Nicolas Daubanes - Sur les toits, 2019 - Le monde ou rien au Frac Paca
Nicolas Daubanes – Sur les toits, 2019 – Le monde ou rien au Frac Paca

En face, un grand triptyque à la poudre d’acier aimantée évoque l’Incendie du Camp des Milles rêvé par Hans Bellmer. Cette œuvre comme la majorité de celles qui sont exposées a été produite lors de la résidence de l’artiste au centre d’art contemporain – La Synagogue de Delme pendant l’été 2019.

Nicolas Daubanes - Les Milles en feu, d'après Hans Bellmer, 2019 - Le monde ou rien au Frac Paca
Nicolas Daubanes – Les Milles en feu, d’après Hans Bellmer, 2019 – Le monde ou rien au Frac Paca

Située en Lorraine, pas très loin du sinistre camp de concentration de Struthof, cette résidence a naturellement inspiré à Nicolas Daubanes une série de dessins réalisés à la limaille de fer incandescente incrustée dans du verre.

Ces images représentent un ensemble de paysages forestiers, probables rêves d’évasion des déportés enfermés dans ce camp. Il s’en dégage une atmosphère pesante, lugubre et angoissante… La série se termine par une vue du « Lieu-dit : Le Struthof ».

Nicolas Daubanes - Lieu-dit ; Le Struthof - A la faveur de la nuit, 2019 - Le monde ou rien au Frac Paca
Nicolas Daubanes – Lieu-dit ; Le Struthof – A la faveur de la nuit, 2019 – Le monde ou rien au Frac Paca

Un peu plus loin, un anneau est suspendu au mur. Son titre « Lieux dits » interpelle… La lecture du cartel en explique la raison…

Avant de retrouver la charpente de « 15 janvier 1972 », une petite œuvre attire le regard.
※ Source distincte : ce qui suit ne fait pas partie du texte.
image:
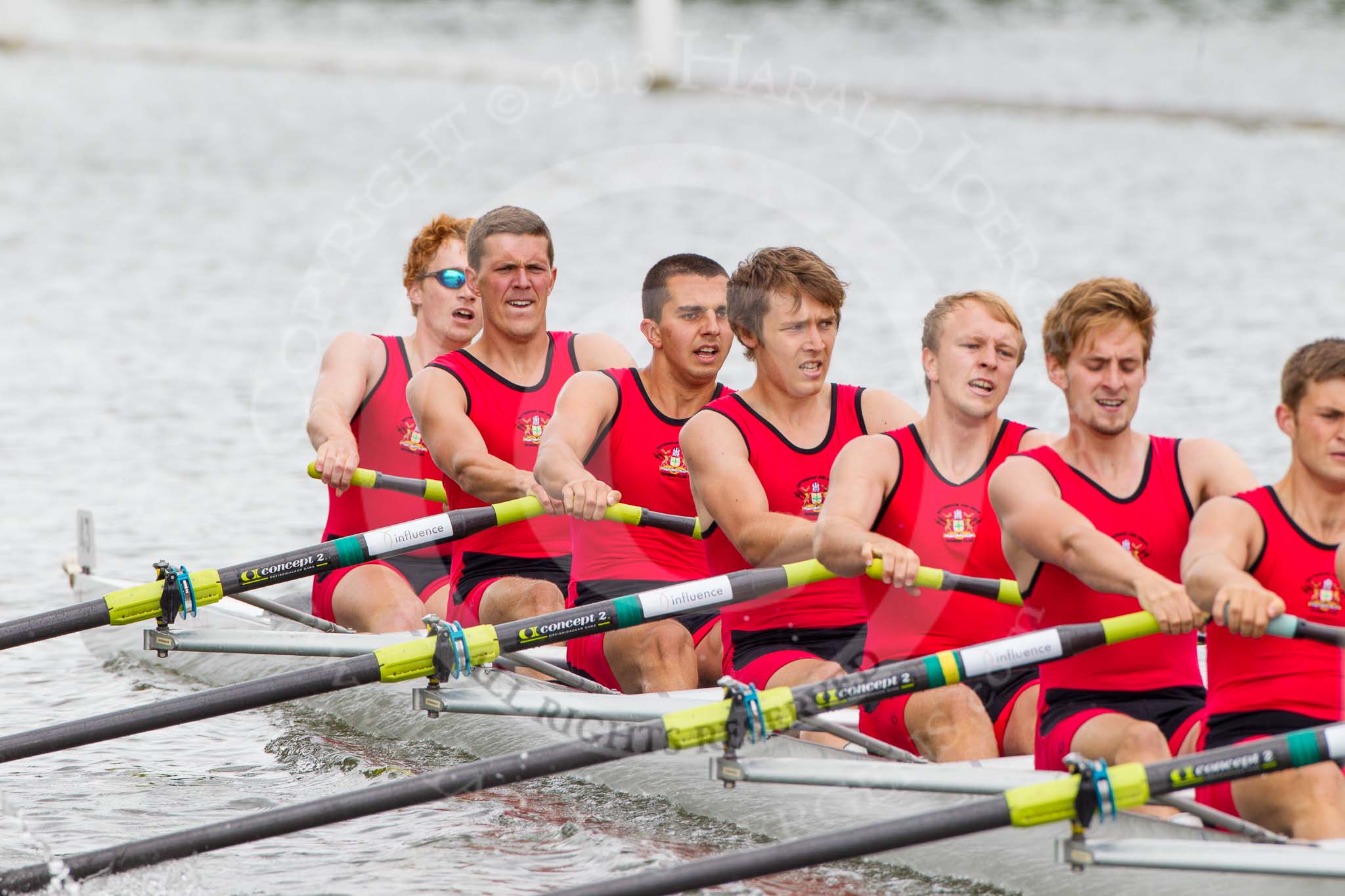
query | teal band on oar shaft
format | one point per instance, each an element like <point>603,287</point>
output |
<point>635,609</point>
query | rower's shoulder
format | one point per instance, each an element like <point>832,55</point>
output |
<point>351,351</point>
<point>884,412</point>
<point>708,427</point>
<point>1211,468</point>
<point>599,351</point>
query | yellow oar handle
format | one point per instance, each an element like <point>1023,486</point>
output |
<point>1000,590</point>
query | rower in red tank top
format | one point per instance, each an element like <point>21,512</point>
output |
<point>1095,524</point>
<point>1259,555</point>
<point>483,412</point>
<point>617,436</point>
<point>359,417</point>
<point>761,463</point>
<point>916,496</point>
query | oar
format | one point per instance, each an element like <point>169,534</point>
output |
<point>776,710</point>
<point>433,490</point>
<point>1126,786</point>
<point>208,586</point>
<point>1286,625</point>
<point>416,658</point>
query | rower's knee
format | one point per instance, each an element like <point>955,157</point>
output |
<point>666,645</point>
<point>1142,742</point>
<point>512,599</point>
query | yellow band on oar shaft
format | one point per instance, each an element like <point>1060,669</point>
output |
<point>709,725</point>
<point>1133,625</point>
<point>416,658</point>
<point>1055,800</point>
<point>142,602</point>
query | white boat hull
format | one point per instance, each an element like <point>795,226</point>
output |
<point>1013,859</point>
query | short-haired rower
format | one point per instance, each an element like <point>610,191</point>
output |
<point>482,413</point>
<point>1255,557</point>
<point>615,436</point>
<point>761,465</point>
<point>1095,524</point>
<point>359,414</point>
<point>917,495</point>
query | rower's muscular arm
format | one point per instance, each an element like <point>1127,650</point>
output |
<point>1039,526</point>
<point>864,475</point>
<point>350,364</point>
<point>456,446</point>
<point>884,412</point>
<point>1225,539</point>
<point>599,351</point>
<point>730,492</point>
<point>1211,469</point>
<point>585,406</point>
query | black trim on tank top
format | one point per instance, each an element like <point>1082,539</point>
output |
<point>407,359</point>
<point>1298,528</point>
<point>575,356</point>
<point>744,436</point>
<point>887,500</point>
<point>378,382</point>
<point>1143,480</point>
<point>858,409</point>
<point>985,465</point>
<point>541,383</point>
<point>606,430</point>
<point>821,446</point>
<point>1181,482</point>
<point>1261,555</point>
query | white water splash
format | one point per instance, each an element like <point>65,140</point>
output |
<point>61,879</point>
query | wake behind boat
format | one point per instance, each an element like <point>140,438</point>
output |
<point>1013,859</point>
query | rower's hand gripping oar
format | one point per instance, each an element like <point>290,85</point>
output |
<point>774,710</point>
<point>433,490</point>
<point>183,591</point>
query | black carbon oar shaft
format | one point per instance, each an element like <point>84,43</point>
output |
<point>192,707</point>
<point>630,740</point>
<point>53,624</point>
<point>802,853</point>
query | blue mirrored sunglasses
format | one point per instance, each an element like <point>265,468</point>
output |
<point>451,277</point>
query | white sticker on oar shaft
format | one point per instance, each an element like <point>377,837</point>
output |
<point>1011,653</point>
<point>676,598</point>
<point>407,536</point>
<point>1336,742</point>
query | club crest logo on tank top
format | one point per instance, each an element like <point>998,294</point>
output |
<point>959,523</point>
<point>1324,593</point>
<point>531,423</point>
<point>670,459</point>
<point>1133,543</point>
<point>408,437</point>
<point>813,492</point>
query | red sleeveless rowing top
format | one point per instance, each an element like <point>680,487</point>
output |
<point>950,527</point>
<point>639,456</point>
<point>1274,673</point>
<point>389,442</point>
<point>795,482</point>
<point>1152,524</point>
<point>510,419</point>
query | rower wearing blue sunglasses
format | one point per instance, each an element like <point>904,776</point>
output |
<point>359,418</point>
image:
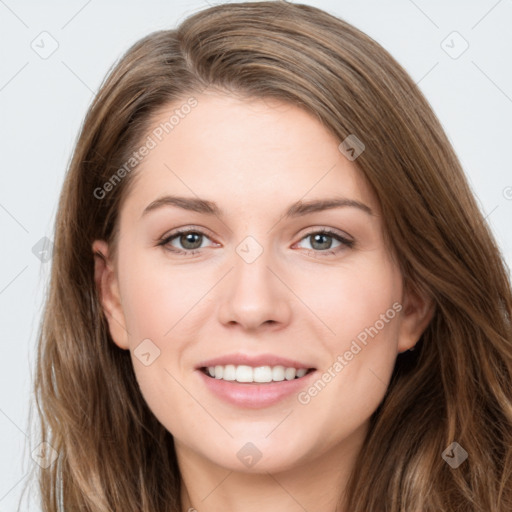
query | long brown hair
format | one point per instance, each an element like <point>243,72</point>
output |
<point>456,386</point>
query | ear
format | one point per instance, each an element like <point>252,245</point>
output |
<point>108,290</point>
<point>418,310</point>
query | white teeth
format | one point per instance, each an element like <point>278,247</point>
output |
<point>244,373</point>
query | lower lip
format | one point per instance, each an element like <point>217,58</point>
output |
<point>254,395</point>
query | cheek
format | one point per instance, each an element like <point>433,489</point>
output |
<point>156,297</point>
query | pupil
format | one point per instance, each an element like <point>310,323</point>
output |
<point>326,245</point>
<point>189,239</point>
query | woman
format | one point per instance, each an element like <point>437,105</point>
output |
<point>369,370</point>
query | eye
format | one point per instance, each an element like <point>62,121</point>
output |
<point>321,242</point>
<point>190,241</point>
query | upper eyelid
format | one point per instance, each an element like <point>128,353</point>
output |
<point>202,231</point>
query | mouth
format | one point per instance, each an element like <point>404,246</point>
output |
<point>246,374</point>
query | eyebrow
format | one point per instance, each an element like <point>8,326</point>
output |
<point>296,209</point>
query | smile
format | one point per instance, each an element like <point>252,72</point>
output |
<point>258,374</point>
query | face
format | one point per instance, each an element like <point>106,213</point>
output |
<point>249,274</point>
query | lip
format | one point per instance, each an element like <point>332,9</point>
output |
<point>256,360</point>
<point>254,395</point>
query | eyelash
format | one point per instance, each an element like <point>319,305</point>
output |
<point>344,241</point>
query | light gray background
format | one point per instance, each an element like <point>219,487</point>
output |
<point>43,102</point>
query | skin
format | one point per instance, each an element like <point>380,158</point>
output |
<point>254,158</point>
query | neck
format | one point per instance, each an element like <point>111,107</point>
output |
<point>316,484</point>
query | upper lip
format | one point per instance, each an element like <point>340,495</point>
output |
<point>253,360</point>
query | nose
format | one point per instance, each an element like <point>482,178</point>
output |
<point>254,294</point>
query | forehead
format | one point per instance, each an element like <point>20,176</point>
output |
<point>246,152</point>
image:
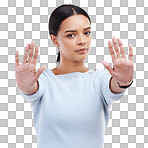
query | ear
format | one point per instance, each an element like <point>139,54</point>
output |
<point>54,40</point>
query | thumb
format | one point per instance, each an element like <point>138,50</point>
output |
<point>38,73</point>
<point>108,67</point>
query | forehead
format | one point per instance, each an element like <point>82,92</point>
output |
<point>75,22</point>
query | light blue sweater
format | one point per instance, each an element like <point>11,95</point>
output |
<point>72,110</point>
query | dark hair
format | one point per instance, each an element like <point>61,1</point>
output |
<point>60,14</point>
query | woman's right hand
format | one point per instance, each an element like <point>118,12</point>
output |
<point>25,73</point>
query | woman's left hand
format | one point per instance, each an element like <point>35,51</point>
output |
<point>123,69</point>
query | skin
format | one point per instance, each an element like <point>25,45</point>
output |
<point>68,43</point>
<point>71,61</point>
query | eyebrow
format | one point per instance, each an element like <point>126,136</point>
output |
<point>76,30</point>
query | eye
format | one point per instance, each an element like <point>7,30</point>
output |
<point>70,35</point>
<point>88,32</point>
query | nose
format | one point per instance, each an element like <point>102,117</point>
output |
<point>81,40</point>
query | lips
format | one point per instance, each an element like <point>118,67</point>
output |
<point>82,49</point>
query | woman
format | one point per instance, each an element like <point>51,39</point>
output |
<point>71,102</point>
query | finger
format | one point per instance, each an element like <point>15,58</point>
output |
<point>130,53</point>
<point>17,58</point>
<point>31,52</point>
<point>26,53</point>
<point>35,55</point>
<point>111,50</point>
<point>38,73</point>
<point>121,48</point>
<point>108,67</point>
<point>116,47</point>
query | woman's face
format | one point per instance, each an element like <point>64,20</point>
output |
<point>74,34</point>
On y distingue un texte inscrit à la limaille de fer sur un fragment de porcelaine incrusté dans du béton.
Il commence par ces mots : « Poème triste. Un chien ne voit pas son collier… »
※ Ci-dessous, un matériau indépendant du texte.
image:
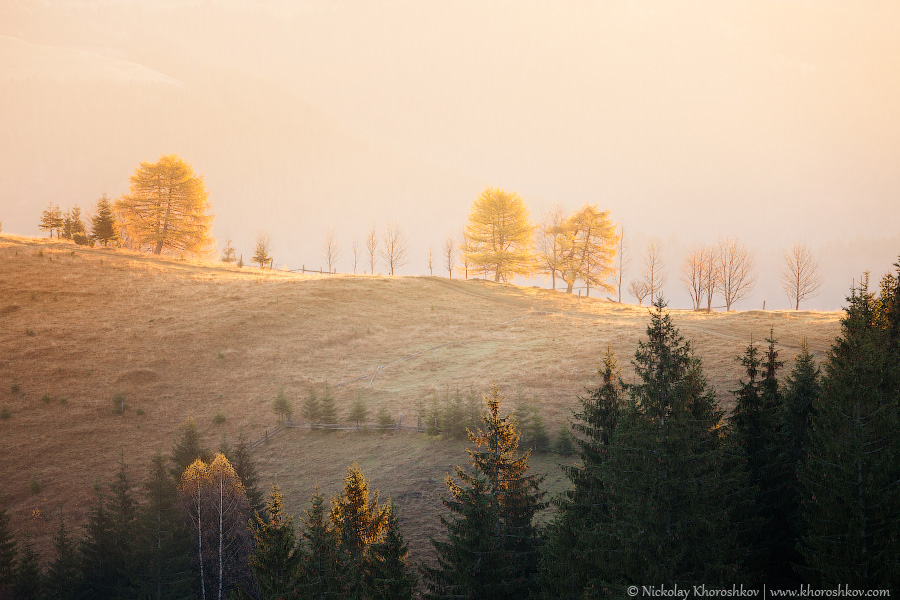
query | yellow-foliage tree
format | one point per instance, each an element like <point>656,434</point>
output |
<point>168,208</point>
<point>587,249</point>
<point>216,502</point>
<point>498,235</point>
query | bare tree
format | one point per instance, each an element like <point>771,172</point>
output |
<point>624,260</point>
<point>653,271</point>
<point>709,274</point>
<point>692,277</point>
<point>371,246</point>
<point>449,247</point>
<point>330,251</point>
<point>465,250</point>
<point>736,277</point>
<point>639,290</point>
<point>548,242</point>
<point>394,247</point>
<point>356,249</point>
<point>800,277</point>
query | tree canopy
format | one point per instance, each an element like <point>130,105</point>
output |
<point>499,236</point>
<point>168,208</point>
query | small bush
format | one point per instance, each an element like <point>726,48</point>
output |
<point>119,405</point>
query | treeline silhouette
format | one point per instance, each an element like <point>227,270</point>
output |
<point>799,486</point>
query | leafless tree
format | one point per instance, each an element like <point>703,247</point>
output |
<point>800,277</point>
<point>653,271</point>
<point>464,250</point>
<point>330,251</point>
<point>709,274</point>
<point>692,276</point>
<point>394,247</point>
<point>624,260</point>
<point>449,248</point>
<point>639,290</point>
<point>736,276</point>
<point>355,255</point>
<point>372,246</point>
<point>548,242</point>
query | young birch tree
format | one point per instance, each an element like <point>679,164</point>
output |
<point>330,251</point>
<point>372,246</point>
<point>800,277</point>
<point>449,249</point>
<point>736,277</point>
<point>394,247</point>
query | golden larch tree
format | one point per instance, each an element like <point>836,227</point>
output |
<point>168,208</point>
<point>499,236</point>
<point>587,249</point>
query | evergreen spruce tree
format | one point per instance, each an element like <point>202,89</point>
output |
<point>324,567</point>
<point>29,581</point>
<point>666,476</point>
<point>498,500</point>
<point>851,477</point>
<point>103,223</point>
<point>388,573</point>
<point>575,556</point>
<point>188,449</point>
<point>276,557</point>
<point>8,553</point>
<point>62,573</point>
<point>162,540</point>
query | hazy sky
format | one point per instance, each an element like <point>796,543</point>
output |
<point>772,121</point>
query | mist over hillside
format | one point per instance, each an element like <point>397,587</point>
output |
<point>773,123</point>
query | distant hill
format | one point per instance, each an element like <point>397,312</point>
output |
<point>182,338</point>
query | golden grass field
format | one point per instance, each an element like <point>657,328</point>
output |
<point>186,339</point>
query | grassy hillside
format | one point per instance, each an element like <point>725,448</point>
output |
<point>182,338</point>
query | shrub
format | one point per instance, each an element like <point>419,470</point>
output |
<point>119,405</point>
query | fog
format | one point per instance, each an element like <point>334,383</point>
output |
<point>771,121</point>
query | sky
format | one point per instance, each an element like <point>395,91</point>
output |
<point>770,121</point>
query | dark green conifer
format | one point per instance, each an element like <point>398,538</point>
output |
<point>29,580</point>
<point>63,574</point>
<point>103,224</point>
<point>851,476</point>
<point>388,573</point>
<point>575,556</point>
<point>325,567</point>
<point>163,541</point>
<point>276,557</point>
<point>501,491</point>
<point>665,475</point>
Nicolas Daubanes - Un chien ne voit pas son collier, 2019 - Le monde ou rien au Frac Paca
Nicolas Daubanes – Un chien ne voit pas son collier, 2019 – Le monde ou rien au Frac Paca

L’accrochage est construit avec précision. Chaque pièce est pour l’artiste comme le chapitre d’un récit dans lequel le regardeur conserve toute sa place. Perfectionniste, Nicolas Daubanes a pris soin d’installer 10 néons pour maîtriser parfaitement la lumière. Il a choisi de nommer cet éclairage en lui donnant comme titre « En plein jour, 2019 »…
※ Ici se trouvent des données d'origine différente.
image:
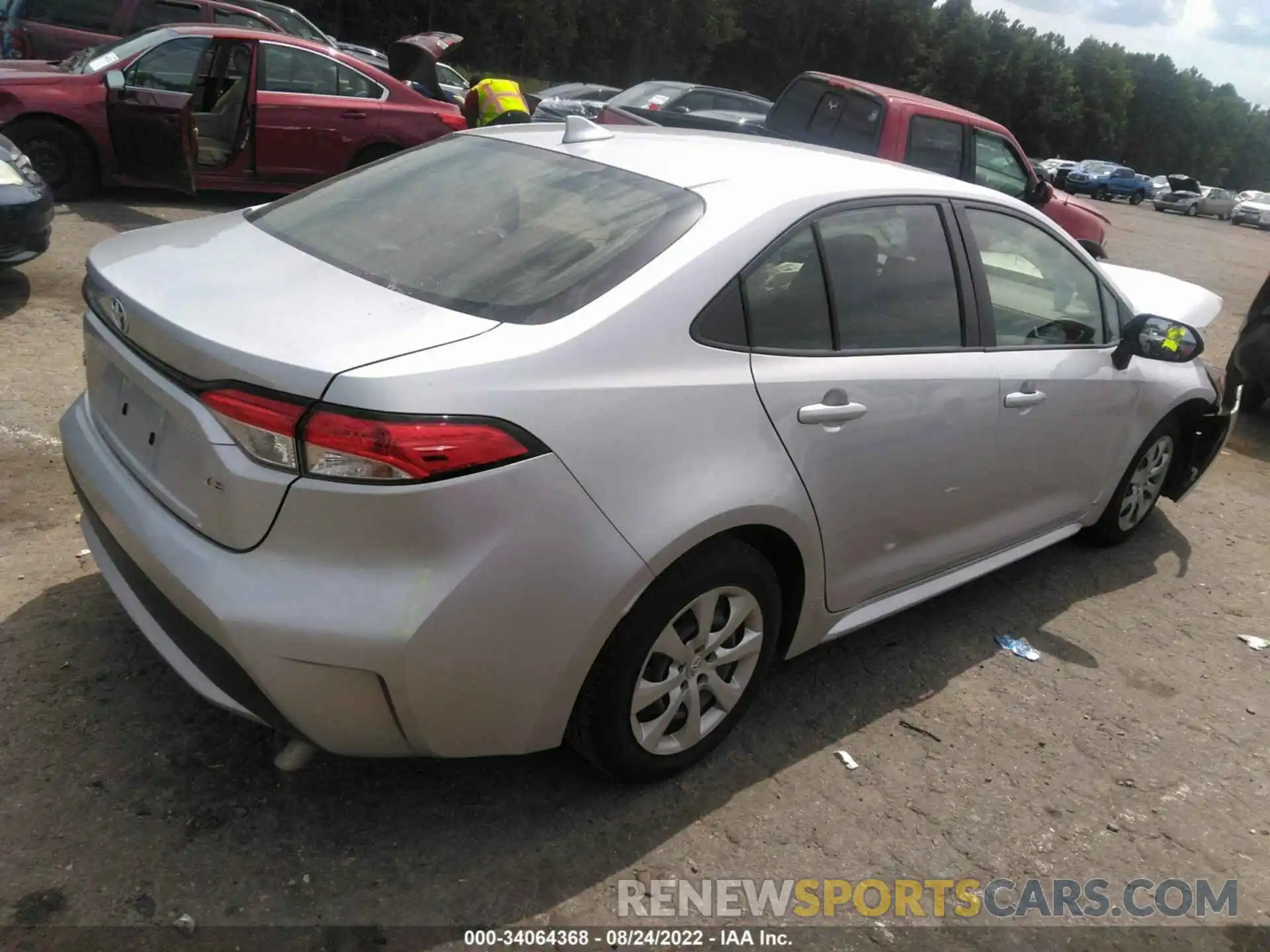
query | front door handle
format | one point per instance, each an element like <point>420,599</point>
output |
<point>828,413</point>
<point>1024,397</point>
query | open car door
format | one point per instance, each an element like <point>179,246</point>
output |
<point>153,135</point>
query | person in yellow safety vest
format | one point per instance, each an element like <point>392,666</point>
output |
<point>494,102</point>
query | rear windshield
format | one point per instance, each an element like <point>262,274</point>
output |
<point>488,227</point>
<point>291,22</point>
<point>648,95</point>
<point>813,111</point>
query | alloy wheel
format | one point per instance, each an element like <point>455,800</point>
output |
<point>1146,483</point>
<point>698,670</point>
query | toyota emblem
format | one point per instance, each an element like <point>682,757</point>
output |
<point>120,315</point>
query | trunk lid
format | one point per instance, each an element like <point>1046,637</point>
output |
<point>411,55</point>
<point>247,309</point>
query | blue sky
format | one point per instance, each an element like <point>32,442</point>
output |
<point>1228,41</point>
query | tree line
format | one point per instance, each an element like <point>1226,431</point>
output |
<point>1096,100</point>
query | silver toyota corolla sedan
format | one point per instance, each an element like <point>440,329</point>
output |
<point>552,434</point>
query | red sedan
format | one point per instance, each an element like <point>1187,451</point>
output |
<point>218,108</point>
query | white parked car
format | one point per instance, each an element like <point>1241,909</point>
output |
<point>560,432</point>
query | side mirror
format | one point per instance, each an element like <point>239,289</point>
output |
<point>1158,339</point>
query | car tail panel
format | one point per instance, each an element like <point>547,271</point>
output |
<point>243,306</point>
<point>175,447</point>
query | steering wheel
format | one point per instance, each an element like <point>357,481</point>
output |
<point>1062,332</point>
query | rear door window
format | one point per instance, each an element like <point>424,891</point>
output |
<point>153,13</point>
<point>890,272</point>
<point>937,145</point>
<point>288,69</point>
<point>997,167</point>
<point>79,15</point>
<point>786,298</point>
<point>488,227</point>
<point>172,66</point>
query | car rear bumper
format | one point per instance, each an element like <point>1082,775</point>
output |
<point>452,619</point>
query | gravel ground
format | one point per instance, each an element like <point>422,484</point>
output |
<point>1138,746</point>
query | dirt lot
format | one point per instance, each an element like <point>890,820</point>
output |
<point>1138,746</point>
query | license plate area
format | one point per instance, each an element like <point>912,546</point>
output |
<point>136,422</point>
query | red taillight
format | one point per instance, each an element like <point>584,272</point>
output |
<point>265,427</point>
<point>333,444</point>
<point>359,448</point>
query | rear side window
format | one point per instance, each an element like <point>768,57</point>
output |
<point>488,227</point>
<point>80,15</point>
<point>786,300</point>
<point>812,111</point>
<point>937,145</point>
<point>153,13</point>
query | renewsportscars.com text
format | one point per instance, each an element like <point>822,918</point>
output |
<point>1001,899</point>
Faut-il ajouter, après ce rapide compte-rendu de visite, que « Le monde ou rien » démontre une fois de plus la cohérence du travail de Nicolas Daubanes même s’il convoque ici des éventements qui se sont déroulés ou pas, dans des lieux et à des époques différentes. Naturellement, un passage s’impose dans cette trop brève exposition d’à peine trois semaines…

« Le monde ou rien » s’inscrit dans le cadre de la 6e édition de Pareidolie, salon international du dessin contemporain. Pendant cet événement, Nicolas Daubanes avait ouvert son atelier au-dessus du Château de Servières.

Nicolas Daubanes - Atelier ouvert pour Pareidolie 2019
Nicolas Daubanes – Atelier ouvert pour Pareidolie 2019

Il y accueillait avec générosité et reconnaissance les artistes qui l’ont aidé au montage de l’expostion. On a pu ainsi dialoguer avec Paul Chochois dont on avait découvert le travail à la galerie de la Scep et écouter Kevin Chrissmann, un élève de Nicolas à l’École des Beaux Arts de Tarbes, qui nous a expliqué avec conviction sa démarche artistique. On a pu aussi y voir quelques pièces de Rebecca Brueder et Maxime Sanchez.

Dans le cadre de BOOM, nouveau week-end de l’art contemporain à Montpellier, Nicolas Daubanes présentait au MOCO-La Panacée une nouvelle installation au ruban adhésif sur baie vitrée de sa série « La vie quotidienne » qui évoquait la relation au dessin d’Alfred Dreyfus pendant sa captivité.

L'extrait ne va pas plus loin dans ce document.